Lorsque les deux membres du couple (dans un couple homme-femme) se retrouvent au chômage, c’est l’homme qui commence par chercher du travail. La femme reste à la maison, s’occupe des enfants. C’est un retour de la femme au foyer. On voit se développer les emplois d’assistantes maternelles, souvent en lien avec l’absence de systèmes publics collectifs de garde des enfants ; cela signifie aussi pour les femmes un retour et un maintien dans l’espace privé.
L’accès à un emploi reconnu et justement rémunéré est crucial, notamment pour l’émancipation des femmes. En ruralité, cet accès est soumis à plusieurs contraintes : le peu d’emplois disponibles (et leur faible variété), le coût des modes de garde lorsque les familles ont des enfants et d’une manière générale le poids financier des déplacements. Lorsqu’un sacrifice financier est nécessaire, il repose souvent sur les femmes : la pression communautaire et familiale d’arrêter de travailler pour s’occuper des enfants est forte et fragilise leur capacité à choisir pour elles-mêmes.
On peut aussi évoquer la situation des femmes agricultrices dont les revenus sont souvent très bas.
Nous constatons que la grande pauvreté contraint des femmes même très âgées à accepter des petits travaux (ménage, couture…) pour compléter une retraite largement insuffisante. Les agricultrices retraitées, dont le statut n’a été reconnu que très tardivement, sont durement impactées par cette paupérisation.
Déplacements
La possibilité de se déplacer pour les femmes est une autre clef de leur autonomie : là où il y a des transports en commun accessibles, il y a des femmes qui vivent plus librement.
En zone rurale, la fréquence et les horaires de ces transports, lorsqu’ils existent, ne correspondent actuellement pas aux besoins en déplacement des femmes.

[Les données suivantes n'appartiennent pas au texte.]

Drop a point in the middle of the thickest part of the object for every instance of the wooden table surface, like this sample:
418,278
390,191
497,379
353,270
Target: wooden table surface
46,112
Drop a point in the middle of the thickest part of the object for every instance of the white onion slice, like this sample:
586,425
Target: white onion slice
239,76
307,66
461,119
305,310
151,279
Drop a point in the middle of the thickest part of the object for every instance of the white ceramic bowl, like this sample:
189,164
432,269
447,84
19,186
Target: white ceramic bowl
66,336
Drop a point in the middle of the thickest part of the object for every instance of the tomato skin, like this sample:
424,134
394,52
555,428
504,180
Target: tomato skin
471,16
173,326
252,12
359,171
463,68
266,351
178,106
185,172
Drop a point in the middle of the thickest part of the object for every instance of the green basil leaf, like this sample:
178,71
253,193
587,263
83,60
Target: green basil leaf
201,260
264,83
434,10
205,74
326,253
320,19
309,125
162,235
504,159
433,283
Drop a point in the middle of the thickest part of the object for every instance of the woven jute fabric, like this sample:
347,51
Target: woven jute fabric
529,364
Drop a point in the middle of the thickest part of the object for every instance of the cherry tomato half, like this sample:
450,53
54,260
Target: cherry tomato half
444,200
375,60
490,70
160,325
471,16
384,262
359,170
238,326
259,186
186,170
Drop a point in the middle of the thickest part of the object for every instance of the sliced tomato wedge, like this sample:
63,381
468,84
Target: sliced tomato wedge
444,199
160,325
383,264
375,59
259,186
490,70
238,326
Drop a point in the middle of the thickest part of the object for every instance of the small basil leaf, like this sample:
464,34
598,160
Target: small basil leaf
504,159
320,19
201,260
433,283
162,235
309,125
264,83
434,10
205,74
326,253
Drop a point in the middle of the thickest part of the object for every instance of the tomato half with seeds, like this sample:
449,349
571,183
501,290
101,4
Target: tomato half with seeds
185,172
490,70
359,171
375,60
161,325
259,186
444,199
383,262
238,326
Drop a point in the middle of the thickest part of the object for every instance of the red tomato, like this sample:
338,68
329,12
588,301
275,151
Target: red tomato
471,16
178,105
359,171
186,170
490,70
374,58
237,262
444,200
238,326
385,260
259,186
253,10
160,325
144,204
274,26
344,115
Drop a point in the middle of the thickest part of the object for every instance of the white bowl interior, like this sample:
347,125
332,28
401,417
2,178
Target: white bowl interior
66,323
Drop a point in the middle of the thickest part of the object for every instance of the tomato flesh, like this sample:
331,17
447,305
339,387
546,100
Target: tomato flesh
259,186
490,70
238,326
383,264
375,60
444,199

La possession et l’utilisation d’un véhicule personnel sont soumises à des contraintes financières importantes, affectant particulièrement les femmes à faibles revenus. Les freins à la mobilité des femmes impactent tous les domaines de la vie : l’accès à la santé, à l’éducation, à un emploi, aux loisirs, aux services publics, etc.
Conclusion
Pour faire face aux défis que rencontrent les femmes vivant en zone rurale, les solutions sont sans équivoque : l’État doit injecter des moyens dans les services publics, développer le réseau de transports, aider localement à la création d’emploi de qualité et à la réouverture d’écoles et de crèches, contribuer à la création de centres intercommunaux de santé avec des pôles dédiés à la santé sexuelle et reproductive. S’attaquer aux difficultés des femmes rurales, c’est affronter le problème de la précarité et de l’isolement. Car cet isolement concourt au développement des idées réactionnaires, entretenues par certains partis politiques. Il est donc urgent de le rompre.
* Ce texte est tiré de l’intervention de Gwendoline Lefebvre au cours du parallel event « Les femmes en situation de vulnérabilité et de pauvreté: quels accès aux services publics et à la protection sociale? » qui s’est tenu le 13 mars 2019, dans le cadre de la 63e Commission de la condition de la femme à l’ONU à New York, en partenariat avec la CLEF, Femmes pour le dire, femmes pour agir, Women Enabled International, la Fondation du Dr Denis Mukwege, Femmes solidaires et la FEPS.